Telomeres, the DNA structures that serve as protective caps at the ends of our chromosomes, play a role in how chromosomes replicate and how cells divide. It has long been known that telomeres gradually grow shorter as we age. A new study suggests that giving birth may also shorten the telomeres of reproductive-age women.
Researchers led by Anna Pollack, an assistant professor of global and community health at George Mason University in Fairfax, VA, used data from the National Health and Nutrition Examination Survey, conducted by the Centers for Disease Control and Prevention, to compare telomere length in a sample size of 1505 women, who had reproduced, with 444 similarly-aged women, who had not. The data showed the telomeres of the child-bearing women were significantly shorter on average than those in childless women.
The amount of telomere shortening in women who had given birth equated to approximately eleven years of chromosomal aging. Because shortened telomeres are associated with higher risks for cancers and chronic conditions such as type 2 diabetes, cardiovascular disease, and atherosclerosis, this may leave mothers more prone to severe illness and death. In fact, the telomere shortening in mothers proved greater than telomere shortening reported in people who are obese or who smoke.
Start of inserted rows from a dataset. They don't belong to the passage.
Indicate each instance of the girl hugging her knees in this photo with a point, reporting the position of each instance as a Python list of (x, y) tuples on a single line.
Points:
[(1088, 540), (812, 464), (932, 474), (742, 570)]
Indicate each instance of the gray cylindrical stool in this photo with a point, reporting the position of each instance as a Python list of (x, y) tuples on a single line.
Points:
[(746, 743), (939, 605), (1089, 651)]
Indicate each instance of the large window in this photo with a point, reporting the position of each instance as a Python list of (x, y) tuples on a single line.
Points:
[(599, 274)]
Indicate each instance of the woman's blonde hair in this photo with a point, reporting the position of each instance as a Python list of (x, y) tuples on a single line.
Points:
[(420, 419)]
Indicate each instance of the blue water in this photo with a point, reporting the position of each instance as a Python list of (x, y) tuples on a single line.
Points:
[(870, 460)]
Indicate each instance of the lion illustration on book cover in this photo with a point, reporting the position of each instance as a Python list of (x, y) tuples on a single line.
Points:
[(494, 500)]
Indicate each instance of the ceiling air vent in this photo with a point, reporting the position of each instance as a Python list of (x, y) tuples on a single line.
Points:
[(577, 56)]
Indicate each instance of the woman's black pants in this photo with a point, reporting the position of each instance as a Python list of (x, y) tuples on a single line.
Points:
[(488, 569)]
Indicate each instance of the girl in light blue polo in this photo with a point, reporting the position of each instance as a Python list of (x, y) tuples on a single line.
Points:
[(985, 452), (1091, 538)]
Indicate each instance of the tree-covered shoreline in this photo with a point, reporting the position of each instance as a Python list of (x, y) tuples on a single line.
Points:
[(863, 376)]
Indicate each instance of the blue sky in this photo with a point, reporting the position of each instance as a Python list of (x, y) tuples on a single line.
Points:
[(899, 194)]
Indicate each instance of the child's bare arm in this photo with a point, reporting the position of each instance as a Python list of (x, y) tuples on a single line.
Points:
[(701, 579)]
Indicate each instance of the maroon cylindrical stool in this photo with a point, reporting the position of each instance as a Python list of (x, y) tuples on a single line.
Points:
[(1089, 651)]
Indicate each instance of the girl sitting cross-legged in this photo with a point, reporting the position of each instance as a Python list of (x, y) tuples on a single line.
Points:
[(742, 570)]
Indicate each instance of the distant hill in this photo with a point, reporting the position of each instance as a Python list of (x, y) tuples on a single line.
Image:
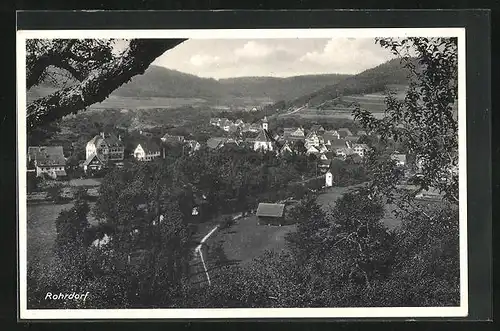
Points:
[(275, 88), (161, 82), (373, 80)]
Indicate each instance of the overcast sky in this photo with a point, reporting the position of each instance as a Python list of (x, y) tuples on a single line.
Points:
[(222, 58)]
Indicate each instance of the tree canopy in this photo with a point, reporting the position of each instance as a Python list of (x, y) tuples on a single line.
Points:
[(92, 65)]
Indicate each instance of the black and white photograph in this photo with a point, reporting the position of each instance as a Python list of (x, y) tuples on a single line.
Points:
[(242, 173)]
Pollack emphasizes that more research will be needed to ferret out the apparent links between motherhood and telomere-correlated risk of disease. “It is speculative at this point to attempt to attribute a biologic basis for our findings,” she notes, “but increased stress or the lack of sleep that mothers deal with compared to nulliparous [non-child-bearing] women offer plausible explanations that could underlie our findings."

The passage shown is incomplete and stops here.